ハント氏は英国財務相に着任してから、580億ポンドの財政赤字の穴を埋める政策をせっせと準備しています。正式な発表は今週木曜日に予定されていますが、今のところ分かっているのは以下の点です。基本的には、全員が増税されることになります。
①所得税控除額を2026年まで固定
英国は累進課税制度で、収入により3段階の所得税率が設定されています。物価上昇が10%なので、人々の収入も10%には満たないまでも増加していきます。その増加分を考慮せずに控除レベルを固定したら、より多くの人が次のレベルの所得税を追加で支払うことになります。
②高額納税者の収入基準の引き下げ
最高税率納税者の定義を変更して、より多くの人に最高税率で納税をしてもらう意図です。ちなみに、最高税率は45%です。クワーテング前財務相と全く反対で、高額所得者ほど納税額が高くなるように仕組みを変えていくようです。
③住民税増税
カウンシルタックスと呼ばれる住民税が増額されます。カウンシルタックスは毎年上昇していますが、この上昇率には上限があり、これを撤廃することが検討されています。
④公的歳出の削減
インフレーションによる政府支出の増加への追加財政支援はしないと発表するようです。資金が必要なら、節約でひねり出すようにとのことでした。今後数年の政府の歳出増加もごくわずかにとどめる意向です。これにより、学校や警察や地方政府は厳しい運営を迫られることになります。
⑤エネルギー会社の法人所得税を35%に増税
⑥キャピタルゲイン税
高額納税者が支払うキャピタルゲイン税の控除額を大幅に引き下げる方針だそうです。現在、所得税率に比べてキャピタルゲイン税率のほうが低いのですが、徐々に所得税率まで引き上げることが政府内で検討されています。
⑦年金控除額の固定化
現在、年金基金に入れた資金の1,073,100ポンドまでは税金が控除されています。この控除額を2027年まで固定化し、この基準を超えた場合、一度の取り崩しに55%の税金がかかることになります。徐々に引き出す場合は25%プラス所得税。国民の4分の1が貯蓄100ポンド(16,557円)未満(!)という現実を鑑みると、百万ポンド以上年金基金に積み立てている人は少数派かと思います。
⑧配当税
配当金の控除額はすでに大幅に引き下げられていますが、高額納税者は33.75%の配当税を払うことになります。
⑨相続税の控除額固定
相続した財産には325,000ポンドの控除後、40%の相続税がかかります(夫婦が受取人の場合や、不動産を相続する場合は別計算)。この控除額が今後数年固定化される見込みです。
⑩電気自動車に初課税
今まで環境改善を促進すべく、電気自動車への課税は見送られてきましたが、今般初課税となりそうです。電気自動車へ乗り換える人が多く、燃料税の税収が減少したためとのこと。2025-2026年に導入される見込みです。

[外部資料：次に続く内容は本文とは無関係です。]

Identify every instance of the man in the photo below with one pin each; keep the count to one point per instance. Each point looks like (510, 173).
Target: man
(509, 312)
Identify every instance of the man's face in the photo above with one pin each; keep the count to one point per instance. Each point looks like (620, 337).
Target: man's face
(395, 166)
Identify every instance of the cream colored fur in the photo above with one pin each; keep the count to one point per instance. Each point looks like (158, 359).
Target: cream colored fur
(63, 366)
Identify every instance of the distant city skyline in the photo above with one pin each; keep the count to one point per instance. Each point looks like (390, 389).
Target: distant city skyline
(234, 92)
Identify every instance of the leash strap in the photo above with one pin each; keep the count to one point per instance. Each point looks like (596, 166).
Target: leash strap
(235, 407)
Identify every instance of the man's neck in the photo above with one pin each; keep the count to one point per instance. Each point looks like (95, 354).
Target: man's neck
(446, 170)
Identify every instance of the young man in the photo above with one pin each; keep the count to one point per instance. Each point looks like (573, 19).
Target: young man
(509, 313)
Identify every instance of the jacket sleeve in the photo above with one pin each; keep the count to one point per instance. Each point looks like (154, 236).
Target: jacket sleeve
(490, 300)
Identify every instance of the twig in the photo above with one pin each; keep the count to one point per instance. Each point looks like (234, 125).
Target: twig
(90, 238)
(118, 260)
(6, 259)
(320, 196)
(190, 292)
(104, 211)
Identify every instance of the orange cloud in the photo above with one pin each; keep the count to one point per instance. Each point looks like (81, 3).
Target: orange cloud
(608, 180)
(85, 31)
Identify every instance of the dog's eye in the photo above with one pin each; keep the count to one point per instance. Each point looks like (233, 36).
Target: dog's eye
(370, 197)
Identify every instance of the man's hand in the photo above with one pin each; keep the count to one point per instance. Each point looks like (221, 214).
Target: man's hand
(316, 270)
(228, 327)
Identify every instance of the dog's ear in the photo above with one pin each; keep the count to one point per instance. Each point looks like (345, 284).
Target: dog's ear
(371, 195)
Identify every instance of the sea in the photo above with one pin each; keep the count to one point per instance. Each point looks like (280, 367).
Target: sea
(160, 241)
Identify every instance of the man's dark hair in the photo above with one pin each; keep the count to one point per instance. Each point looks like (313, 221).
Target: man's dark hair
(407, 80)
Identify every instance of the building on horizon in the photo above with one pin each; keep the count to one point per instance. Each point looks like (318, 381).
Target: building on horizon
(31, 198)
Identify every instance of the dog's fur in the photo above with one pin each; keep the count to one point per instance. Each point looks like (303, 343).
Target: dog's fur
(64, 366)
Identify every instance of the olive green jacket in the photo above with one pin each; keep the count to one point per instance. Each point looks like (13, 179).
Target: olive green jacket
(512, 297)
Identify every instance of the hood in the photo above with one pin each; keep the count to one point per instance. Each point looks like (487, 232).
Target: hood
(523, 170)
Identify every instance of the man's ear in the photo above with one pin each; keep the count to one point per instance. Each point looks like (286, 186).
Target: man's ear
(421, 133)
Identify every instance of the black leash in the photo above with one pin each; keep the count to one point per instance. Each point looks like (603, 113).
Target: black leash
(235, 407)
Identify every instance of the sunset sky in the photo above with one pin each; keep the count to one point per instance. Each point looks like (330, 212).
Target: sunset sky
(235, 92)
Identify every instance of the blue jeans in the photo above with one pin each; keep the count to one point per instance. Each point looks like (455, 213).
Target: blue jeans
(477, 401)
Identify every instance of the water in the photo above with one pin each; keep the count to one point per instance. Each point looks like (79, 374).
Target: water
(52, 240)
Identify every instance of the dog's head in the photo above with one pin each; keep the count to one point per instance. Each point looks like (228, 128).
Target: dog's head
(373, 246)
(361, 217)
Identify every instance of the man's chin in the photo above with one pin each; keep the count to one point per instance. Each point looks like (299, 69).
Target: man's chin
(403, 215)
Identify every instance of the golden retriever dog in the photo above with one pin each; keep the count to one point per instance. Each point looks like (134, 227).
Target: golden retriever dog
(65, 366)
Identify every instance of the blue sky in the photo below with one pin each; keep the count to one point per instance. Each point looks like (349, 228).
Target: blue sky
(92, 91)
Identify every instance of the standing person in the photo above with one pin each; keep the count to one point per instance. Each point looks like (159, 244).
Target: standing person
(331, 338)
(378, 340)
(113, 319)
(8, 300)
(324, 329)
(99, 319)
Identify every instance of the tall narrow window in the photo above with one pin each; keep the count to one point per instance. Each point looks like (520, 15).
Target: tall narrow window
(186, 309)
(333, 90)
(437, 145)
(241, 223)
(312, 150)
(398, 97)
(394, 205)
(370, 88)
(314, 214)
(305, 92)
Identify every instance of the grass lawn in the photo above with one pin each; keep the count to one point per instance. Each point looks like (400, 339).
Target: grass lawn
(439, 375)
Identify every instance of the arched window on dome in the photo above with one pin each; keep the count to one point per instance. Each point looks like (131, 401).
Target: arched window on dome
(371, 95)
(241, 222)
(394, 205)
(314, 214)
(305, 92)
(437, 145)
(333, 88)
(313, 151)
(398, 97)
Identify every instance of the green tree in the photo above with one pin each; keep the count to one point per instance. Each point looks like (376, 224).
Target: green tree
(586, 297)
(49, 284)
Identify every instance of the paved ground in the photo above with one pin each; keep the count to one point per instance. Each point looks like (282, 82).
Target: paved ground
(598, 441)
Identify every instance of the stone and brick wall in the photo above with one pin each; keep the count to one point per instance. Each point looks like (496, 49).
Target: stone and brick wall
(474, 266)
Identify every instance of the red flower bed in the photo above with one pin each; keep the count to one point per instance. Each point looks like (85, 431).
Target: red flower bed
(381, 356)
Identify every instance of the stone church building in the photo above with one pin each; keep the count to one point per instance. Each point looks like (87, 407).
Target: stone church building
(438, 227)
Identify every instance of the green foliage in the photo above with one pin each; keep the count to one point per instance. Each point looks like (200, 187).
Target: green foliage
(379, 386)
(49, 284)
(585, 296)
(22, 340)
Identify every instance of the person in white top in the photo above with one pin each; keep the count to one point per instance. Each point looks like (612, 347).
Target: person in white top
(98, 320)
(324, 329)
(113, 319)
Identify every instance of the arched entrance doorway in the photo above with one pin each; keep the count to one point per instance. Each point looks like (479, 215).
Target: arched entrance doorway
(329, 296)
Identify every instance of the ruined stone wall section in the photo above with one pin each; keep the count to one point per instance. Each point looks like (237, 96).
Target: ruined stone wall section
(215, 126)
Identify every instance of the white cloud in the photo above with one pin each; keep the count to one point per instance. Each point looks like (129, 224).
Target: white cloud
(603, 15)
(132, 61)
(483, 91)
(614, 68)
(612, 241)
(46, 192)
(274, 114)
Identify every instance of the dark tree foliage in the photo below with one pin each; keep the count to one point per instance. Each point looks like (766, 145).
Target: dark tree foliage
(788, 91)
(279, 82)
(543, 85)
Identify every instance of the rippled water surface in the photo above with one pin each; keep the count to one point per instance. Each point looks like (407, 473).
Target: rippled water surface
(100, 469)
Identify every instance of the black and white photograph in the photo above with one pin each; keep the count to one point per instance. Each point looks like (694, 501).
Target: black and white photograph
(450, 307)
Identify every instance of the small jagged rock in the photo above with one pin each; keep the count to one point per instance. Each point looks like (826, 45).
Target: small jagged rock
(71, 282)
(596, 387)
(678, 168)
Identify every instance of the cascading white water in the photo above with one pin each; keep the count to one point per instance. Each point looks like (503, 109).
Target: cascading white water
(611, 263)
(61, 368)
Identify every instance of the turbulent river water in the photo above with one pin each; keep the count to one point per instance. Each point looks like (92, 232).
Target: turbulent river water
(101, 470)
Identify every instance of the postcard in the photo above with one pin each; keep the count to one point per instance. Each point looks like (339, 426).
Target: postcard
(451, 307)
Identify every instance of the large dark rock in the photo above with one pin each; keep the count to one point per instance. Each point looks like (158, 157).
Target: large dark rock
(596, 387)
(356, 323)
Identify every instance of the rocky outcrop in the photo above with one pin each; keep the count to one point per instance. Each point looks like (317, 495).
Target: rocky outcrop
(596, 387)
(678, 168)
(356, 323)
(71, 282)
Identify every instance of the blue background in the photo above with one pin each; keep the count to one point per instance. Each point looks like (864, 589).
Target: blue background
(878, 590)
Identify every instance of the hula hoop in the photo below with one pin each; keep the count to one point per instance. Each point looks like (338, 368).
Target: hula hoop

これらの政策案を見て、さすが、と思いました。誰だって税金はなるべく払いたくないものですが、コロナ禍で政府があれだけお金をばらまいてインフレーションを起こしたら、どこかでツケは払わないといけないのです。減税をして支持を得ようとしたトラス氏とクワーテング氏よりも、よっぽど英国の将来のことを考えた政策だと思います。